Vi si fa riferimento nei termini di un populismo «gentile», nell’esempio che ha portato, tra gli altri, Massimo D’Alema a sostegno della tesi politica della stabilizzazione dell’accordo tra PD e M5S, forze portanti, oggi, del Governo Conte bis e forse protagoniste, un domani, di una rinnovata opzione di centrosinistra.
Ma non passa giorno che altre voci della stessa maggioranza evochino invece il populismo, sempre del M5S, come uno spauracchio o un limite all’azione cosiddetta riformista dello stesso governo e dello stesso campo largo del centrosinistra. Vi si allude, non di meno, nei termini di un populismo «aggressivo», nei riferimenti (che si moltiplicano) alle forze che occupano la destra dell’arco parlamentare, rimarcando il carattere oltranzista, nazionalitario, reazionario che contraddistingue il linguaggio e la proposta politica della Lega. Ed anche in questo caso, la gamma delle colorazioni politiche del lemma non cessa di sorprendere, accomunando a quella di populismo le categorie di sovranismo, nazionalismo e plebiscitarismo.
Tra queste e molte altre riflessioni e configurazioni può aiutare a fare ordine il bel libro di Alberto Lucarelli, Populismi e rappresentanza democratica, recentissima pubblicazione, per i tipi della Editoriale Scientifica (Napoli, 2020), che ha il duplice pregio di aiutare a chiarire i termini della questione e fornire elementi di orientamento non indifferenti al linguaggio e alle forme della politica. L’autore, Alberto Lucarelli, è del resto, figura di spessore, in costante dialogo tra accademia (è ordinario di Diritto Costituzionale all’Università di Napoli Federico II e componente del Direttivo Nazionale dell’Associazione Italiana Costituzionalisti) e politica (è stato Assessore ai Beni Comuni e alla Democrazia Partecipativa del Comune di Napoli ed è oggi vice-presidente del Comitato Popolare per la Difesa dei Beni Pubblici e Comuni “Stefano Rodotà”).

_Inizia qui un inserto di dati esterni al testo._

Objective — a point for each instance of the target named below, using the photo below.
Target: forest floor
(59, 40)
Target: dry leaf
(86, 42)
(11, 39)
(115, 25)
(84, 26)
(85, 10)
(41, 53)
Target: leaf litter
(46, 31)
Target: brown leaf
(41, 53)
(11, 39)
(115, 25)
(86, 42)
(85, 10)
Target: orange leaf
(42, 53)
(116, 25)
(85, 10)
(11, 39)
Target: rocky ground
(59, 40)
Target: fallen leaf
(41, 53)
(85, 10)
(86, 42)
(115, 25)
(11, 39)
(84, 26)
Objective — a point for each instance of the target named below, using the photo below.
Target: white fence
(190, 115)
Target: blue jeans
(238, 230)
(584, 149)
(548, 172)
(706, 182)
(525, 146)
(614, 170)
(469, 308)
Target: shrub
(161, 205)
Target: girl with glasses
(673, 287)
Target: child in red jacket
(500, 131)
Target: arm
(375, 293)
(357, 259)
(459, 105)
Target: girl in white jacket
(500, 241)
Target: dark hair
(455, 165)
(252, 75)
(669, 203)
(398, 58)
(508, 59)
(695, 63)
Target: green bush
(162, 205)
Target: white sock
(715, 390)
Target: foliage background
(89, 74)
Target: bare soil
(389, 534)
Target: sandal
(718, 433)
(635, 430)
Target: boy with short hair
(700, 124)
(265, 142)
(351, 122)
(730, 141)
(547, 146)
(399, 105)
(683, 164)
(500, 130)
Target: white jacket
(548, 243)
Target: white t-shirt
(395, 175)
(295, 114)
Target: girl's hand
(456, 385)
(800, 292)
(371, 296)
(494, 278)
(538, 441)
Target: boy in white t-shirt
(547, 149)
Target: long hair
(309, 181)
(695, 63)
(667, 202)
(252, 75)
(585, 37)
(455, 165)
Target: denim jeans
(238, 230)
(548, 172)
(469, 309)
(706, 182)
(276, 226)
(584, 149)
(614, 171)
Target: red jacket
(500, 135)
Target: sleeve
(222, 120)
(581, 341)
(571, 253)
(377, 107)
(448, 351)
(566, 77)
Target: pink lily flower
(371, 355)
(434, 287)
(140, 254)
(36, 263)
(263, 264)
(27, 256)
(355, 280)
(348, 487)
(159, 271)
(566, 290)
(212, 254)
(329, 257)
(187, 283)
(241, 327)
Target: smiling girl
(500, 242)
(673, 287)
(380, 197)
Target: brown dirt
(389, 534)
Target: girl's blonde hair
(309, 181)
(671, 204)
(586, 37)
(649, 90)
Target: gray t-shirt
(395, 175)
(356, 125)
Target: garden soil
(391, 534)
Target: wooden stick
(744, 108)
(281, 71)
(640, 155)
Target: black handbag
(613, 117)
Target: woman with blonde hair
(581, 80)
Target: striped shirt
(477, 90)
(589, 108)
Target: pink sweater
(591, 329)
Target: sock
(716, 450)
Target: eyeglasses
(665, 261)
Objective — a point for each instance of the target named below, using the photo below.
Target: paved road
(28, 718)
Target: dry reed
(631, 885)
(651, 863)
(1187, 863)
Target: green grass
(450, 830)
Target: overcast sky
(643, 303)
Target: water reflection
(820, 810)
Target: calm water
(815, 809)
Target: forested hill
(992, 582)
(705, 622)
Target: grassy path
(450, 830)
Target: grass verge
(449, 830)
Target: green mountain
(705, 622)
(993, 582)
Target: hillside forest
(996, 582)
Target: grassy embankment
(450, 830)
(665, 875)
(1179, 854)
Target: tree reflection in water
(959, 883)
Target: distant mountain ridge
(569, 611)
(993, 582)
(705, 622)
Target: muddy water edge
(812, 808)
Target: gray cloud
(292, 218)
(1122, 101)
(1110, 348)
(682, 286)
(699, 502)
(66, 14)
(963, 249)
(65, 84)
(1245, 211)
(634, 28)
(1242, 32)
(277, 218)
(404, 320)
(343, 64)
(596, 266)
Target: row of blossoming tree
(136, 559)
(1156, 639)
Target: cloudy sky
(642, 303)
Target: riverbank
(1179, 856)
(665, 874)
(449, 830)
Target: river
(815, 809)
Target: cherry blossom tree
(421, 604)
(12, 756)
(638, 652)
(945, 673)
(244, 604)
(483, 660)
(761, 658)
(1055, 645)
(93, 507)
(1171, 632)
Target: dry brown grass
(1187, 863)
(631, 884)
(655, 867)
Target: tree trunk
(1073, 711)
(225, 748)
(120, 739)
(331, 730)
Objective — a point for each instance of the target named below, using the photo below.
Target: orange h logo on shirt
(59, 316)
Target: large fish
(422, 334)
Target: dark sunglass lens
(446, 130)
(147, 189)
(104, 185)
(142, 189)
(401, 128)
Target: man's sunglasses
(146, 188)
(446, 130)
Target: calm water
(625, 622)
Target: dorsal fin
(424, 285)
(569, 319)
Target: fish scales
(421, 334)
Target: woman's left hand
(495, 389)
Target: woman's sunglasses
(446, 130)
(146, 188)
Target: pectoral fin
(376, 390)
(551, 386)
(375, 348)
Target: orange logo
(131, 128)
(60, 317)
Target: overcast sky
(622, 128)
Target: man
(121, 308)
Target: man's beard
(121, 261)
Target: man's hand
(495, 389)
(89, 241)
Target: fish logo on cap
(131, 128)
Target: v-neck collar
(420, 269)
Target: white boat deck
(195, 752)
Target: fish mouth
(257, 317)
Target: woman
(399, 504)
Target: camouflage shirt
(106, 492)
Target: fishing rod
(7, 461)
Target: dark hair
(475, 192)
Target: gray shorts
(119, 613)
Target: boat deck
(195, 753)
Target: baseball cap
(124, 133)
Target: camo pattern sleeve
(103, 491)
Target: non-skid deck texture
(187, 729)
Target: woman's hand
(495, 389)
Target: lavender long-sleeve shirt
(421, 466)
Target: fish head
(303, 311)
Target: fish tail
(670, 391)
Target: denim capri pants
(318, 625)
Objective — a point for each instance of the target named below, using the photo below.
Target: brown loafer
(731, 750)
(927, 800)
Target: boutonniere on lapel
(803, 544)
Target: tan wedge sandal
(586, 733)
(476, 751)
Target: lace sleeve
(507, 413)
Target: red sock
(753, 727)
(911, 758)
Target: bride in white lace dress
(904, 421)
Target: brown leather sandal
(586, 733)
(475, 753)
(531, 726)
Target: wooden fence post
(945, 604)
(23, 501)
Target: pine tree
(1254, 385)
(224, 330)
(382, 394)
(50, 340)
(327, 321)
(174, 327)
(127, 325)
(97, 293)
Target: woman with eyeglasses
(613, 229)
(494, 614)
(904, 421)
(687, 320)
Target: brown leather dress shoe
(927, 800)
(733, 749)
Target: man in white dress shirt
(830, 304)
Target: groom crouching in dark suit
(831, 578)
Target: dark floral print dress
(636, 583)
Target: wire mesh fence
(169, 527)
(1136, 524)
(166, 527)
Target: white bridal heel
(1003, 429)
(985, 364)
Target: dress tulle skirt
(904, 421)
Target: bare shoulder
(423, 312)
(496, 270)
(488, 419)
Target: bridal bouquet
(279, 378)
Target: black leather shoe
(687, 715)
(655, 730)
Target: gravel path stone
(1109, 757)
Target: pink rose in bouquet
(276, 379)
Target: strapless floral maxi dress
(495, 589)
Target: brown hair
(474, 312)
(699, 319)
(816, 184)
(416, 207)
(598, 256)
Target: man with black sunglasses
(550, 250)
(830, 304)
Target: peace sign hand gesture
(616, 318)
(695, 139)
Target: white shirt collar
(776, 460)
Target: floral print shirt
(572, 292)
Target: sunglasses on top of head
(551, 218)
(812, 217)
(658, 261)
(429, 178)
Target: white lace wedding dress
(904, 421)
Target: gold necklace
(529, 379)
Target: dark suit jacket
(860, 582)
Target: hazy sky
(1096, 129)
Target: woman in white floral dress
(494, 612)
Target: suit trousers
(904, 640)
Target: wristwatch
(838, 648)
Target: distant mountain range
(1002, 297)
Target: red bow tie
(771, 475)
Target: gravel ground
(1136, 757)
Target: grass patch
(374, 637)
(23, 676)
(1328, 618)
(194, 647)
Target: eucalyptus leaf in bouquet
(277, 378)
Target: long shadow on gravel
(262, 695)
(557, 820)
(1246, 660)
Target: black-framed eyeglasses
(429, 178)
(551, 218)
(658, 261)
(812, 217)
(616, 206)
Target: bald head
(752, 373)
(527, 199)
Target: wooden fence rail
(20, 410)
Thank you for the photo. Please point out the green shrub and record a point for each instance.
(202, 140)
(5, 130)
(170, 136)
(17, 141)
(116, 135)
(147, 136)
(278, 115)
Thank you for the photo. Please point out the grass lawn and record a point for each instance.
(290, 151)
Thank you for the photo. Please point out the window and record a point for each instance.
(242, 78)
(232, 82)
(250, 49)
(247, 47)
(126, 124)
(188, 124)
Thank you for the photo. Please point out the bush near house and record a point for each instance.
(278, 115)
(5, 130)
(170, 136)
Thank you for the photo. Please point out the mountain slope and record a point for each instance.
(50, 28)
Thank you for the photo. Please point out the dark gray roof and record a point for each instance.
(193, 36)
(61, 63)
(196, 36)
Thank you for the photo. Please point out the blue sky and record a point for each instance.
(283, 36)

Inevitabile quindi che il libro non solo ospiti una profonda e analitica riflessione giuridica sulle categorie dei beni pubblici e comuni e, soprattutto, sullo spazio della democrazia e le forme della rappresentanza, configurandosi, sotto tale versante, per una lucida e documentata analisi sulla consistenza e sulla crisi delle forme classiche della rappresentanza democratica, ma indichi anche delle piste di ricerca e delle proposte di avanzamento, alternando analisi e proposta e ponendo una serie di interrogativi circa le questioni dell’attualità e della rigenerazione della partecipazione e della democrazia.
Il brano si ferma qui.